Enjoying good food is natural and healthy. There should be no guilt in taking pleasure in it. But as we are all aware, some foods are more nutritious than others. Our appetites evolved in a time when food was harder to come by and so energy-foods (fat and sugar) are our strongest desires and pleasures. In an age with Golden Arches in every suburb, these drives are no longer our best friends. Our natural desires need to be tempered with concern for our health, but that doesn’t mean that we stop enjoying ourselves.
For some, the problem is worse. The comfort food provides can become a crutch which helps us avoid pain elsewhere in our lives.
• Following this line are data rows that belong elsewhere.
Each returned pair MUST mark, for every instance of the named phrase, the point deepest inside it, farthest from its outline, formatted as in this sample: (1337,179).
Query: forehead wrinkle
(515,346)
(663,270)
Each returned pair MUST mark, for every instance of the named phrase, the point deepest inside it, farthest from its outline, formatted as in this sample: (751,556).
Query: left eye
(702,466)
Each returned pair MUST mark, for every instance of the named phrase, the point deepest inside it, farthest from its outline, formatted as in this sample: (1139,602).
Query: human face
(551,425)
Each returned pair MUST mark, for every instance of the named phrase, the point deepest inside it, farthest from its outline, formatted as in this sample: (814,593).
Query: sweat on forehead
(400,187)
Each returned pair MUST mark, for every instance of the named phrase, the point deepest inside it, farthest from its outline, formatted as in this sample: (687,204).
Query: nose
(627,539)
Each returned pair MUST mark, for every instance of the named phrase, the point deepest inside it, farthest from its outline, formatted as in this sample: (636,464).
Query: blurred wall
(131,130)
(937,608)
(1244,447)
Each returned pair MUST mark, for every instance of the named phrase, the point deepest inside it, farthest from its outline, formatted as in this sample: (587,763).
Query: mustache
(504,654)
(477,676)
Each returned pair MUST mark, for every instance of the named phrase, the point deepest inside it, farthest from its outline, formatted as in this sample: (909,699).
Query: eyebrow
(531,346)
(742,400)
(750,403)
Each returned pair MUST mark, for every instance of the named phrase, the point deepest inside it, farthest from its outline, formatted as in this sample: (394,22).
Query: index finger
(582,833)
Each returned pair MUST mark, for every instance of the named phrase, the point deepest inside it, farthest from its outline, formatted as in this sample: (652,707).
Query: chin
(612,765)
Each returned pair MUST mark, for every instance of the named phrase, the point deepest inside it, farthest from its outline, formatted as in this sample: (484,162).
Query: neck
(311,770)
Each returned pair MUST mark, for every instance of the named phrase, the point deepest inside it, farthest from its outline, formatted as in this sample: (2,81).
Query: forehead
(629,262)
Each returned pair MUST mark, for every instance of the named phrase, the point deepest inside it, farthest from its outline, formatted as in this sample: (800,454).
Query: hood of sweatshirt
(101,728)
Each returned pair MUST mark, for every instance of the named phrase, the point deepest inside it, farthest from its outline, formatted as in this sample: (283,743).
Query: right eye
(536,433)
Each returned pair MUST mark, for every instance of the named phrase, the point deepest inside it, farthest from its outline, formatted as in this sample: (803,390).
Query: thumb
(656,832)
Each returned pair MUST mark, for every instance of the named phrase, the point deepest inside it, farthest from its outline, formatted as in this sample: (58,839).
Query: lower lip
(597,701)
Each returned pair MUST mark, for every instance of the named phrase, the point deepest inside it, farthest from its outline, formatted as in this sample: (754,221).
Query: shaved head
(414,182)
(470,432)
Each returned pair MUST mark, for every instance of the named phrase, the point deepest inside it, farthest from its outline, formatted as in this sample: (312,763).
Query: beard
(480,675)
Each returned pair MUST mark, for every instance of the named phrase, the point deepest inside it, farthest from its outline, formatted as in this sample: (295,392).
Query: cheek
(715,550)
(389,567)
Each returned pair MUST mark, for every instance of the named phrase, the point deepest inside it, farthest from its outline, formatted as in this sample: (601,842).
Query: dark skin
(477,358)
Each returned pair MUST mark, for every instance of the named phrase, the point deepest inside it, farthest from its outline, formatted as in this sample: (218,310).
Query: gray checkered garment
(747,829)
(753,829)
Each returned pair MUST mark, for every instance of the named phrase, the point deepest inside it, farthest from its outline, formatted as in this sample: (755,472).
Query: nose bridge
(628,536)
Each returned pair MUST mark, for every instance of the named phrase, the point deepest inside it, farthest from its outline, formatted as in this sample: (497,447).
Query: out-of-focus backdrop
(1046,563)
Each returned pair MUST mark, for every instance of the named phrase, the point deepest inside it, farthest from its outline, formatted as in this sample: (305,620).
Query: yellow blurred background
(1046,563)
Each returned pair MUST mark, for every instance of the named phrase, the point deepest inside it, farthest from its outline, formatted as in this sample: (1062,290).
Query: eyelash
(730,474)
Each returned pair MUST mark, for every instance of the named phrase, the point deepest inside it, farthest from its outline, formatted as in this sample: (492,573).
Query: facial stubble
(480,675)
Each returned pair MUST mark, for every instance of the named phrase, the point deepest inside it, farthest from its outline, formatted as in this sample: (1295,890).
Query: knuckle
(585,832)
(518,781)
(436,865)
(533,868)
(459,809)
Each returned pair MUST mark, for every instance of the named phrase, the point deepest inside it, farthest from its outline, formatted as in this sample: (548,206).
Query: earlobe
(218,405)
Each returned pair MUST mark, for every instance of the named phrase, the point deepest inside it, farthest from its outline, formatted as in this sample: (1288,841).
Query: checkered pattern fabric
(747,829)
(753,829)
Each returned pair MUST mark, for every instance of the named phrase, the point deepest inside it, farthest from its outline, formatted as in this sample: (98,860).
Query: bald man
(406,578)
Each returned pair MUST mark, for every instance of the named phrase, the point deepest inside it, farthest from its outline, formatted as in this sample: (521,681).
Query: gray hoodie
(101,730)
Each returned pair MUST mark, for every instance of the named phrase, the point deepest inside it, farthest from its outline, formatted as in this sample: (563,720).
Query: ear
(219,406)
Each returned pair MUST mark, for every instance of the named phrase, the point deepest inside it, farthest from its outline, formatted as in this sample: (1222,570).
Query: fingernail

Eating for comfort is not a bad thing, but it can become a habit that we lose control of, creating more problems than it solves, leaving us in a vicious cycle of psychological dependency. For these people, eating has become a self-desctructive behaviour and a real addiction.
The result is that we have an ambiguous relationship with food. Only the meanest ascetic would deny us the pleasure of eating, even indulging ourselves, but we need to practise moderation in the interests of our well-being. And we should realise that some foods are designed to push our buttons and appeal to drives in ourselves that are unhealthy when they are overindulged. We try to hold the companies who produce these foods and profit from them accountable for what they provide, without controlling them outright. And we act to protect and assist those whose ability to exercise self-control may be limited.
Without wanting to spell out the comparison, I believe our relationship with games is very similar. Play is natural, healthy and good. Some games are more ‘nutritious’ than others, but even taking pleasure in ’empty’ games is fine in moderation. Sadly, for some games can become a crutch and a source of self-destructive behaviour, yielding the horror stories the media love to publish. As designers, we do bear some responsibilty for the games we make and how they are going to be consumed. We should not be exploiting our audience’s weaknesses for our own profit. But we should also not be ashamed of providing pleasure to millions. And if we can provide nutrition too, all the better.